Plan A Sprint

(Activity) for Tier: Sprint

PURPOSE

Sprint planning is a collaborative negotiation between the development team and the Product Owner about what the team will do during the sprint. When performed, sprint planning will result in an agreed upon sprint backlog and team commitment for completion of assigned product backlog within the agreed upon sprint time-box.

WHEN

Continuously.

INPUTS

ENTRY CRITERIA

  • Product backlog is appropriately stack ranked.
  • User Stories have met the INVEST criteria.

SUB-ACTIVITIES

  1. Call Sprint Planning Meeting(s)

    • Team facilitator, typically the Scrum Master, invites all appropriate stakeholders, scheduling a team meeting or a series of meetings.
    • Reference the team’s norms to determine the method of recording meeting minutes.
    • The facilitator will kick off the meeting by recording attendance.
  2. Define the Sprint

    • Discuss the highest priority needs of the customer and how those needs are reflected in the product backlog.
    • Review the team’s definition of done for user stories. The goal is for the team to agree on what it means for a user story to be “done”.
    • Review product backlog to ensure each user story is ready.
    • Review each user story starting with the highest ranked item, continuing until the team agrees that they have reached capacity for the sprint. Consider using your historical average velocity, upcoming planned leave and/or holidays.
    • Record discussion notes relating to user stories within the stories themselves.
    • Assign each work item to the planned Iteration Path.
  3. Commit to Sprint Backlog

    • The team creates an initial list of tasks needed to achieve “done” for each user story assigned to the planned iteration path.

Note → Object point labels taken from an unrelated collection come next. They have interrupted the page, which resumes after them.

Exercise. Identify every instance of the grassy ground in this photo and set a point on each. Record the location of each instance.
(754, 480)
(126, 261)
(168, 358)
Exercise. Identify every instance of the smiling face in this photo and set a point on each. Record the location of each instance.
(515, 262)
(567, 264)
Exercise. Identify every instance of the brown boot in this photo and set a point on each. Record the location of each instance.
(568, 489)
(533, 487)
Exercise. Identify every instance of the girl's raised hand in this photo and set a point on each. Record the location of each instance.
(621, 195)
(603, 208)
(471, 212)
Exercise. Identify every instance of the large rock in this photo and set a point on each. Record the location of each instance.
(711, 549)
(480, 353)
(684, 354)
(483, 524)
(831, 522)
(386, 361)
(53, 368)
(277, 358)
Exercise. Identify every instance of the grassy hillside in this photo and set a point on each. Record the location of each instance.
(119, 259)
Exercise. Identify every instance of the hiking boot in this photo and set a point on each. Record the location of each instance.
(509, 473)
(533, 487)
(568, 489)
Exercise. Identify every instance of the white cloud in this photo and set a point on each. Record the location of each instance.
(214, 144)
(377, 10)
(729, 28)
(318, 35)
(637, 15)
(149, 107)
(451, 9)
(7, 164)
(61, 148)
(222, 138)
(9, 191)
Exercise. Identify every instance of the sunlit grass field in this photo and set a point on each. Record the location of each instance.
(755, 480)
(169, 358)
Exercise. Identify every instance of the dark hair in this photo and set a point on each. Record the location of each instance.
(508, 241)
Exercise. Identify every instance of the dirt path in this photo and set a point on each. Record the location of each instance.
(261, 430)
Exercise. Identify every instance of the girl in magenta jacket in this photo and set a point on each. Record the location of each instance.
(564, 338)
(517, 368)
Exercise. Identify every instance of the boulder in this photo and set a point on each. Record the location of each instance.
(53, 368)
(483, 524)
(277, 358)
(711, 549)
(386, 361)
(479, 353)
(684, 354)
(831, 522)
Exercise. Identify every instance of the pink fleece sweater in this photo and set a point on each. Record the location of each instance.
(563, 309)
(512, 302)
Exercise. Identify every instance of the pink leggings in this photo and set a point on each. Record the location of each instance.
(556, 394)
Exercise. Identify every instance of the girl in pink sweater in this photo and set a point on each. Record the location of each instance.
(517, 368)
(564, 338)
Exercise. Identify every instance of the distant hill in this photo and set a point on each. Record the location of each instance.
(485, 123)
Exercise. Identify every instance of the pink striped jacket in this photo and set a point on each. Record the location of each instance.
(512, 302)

If necessary, break into smaller teams to finish creating tasks.
    • Use subject matter expertise to estimate the amount of work required to complete each task. Record the estimate on each task within the Original Estimate and Remaining Work fields.
    • Ensure the total estimate doesn’t exceed the team’s capacity. Hours and story points are common ways to assess this. Also consider the quantity of stories and bugs as each one incurs a coordination cost that may not be apparent.
    • Consider if any user story original story points value should be adjusted based on significant deviations. In other words, if after creating tasking you determine the implementation is of a significantly lower level of effort than originally expected, then you might have leftover capacity in the sprint and may need to add items to the sprint backlog. Inversely, if you significantly underestimated the level of effort to complete a user story, and it is much larger than originally expected then you may need to remove items from the sprint backlog.
    • Remove any items from the iteration path that exceed the team’s capacity.

EXIT CRITERIA

The team has committed to a sprint backlog based on available resources and team members’ capacity.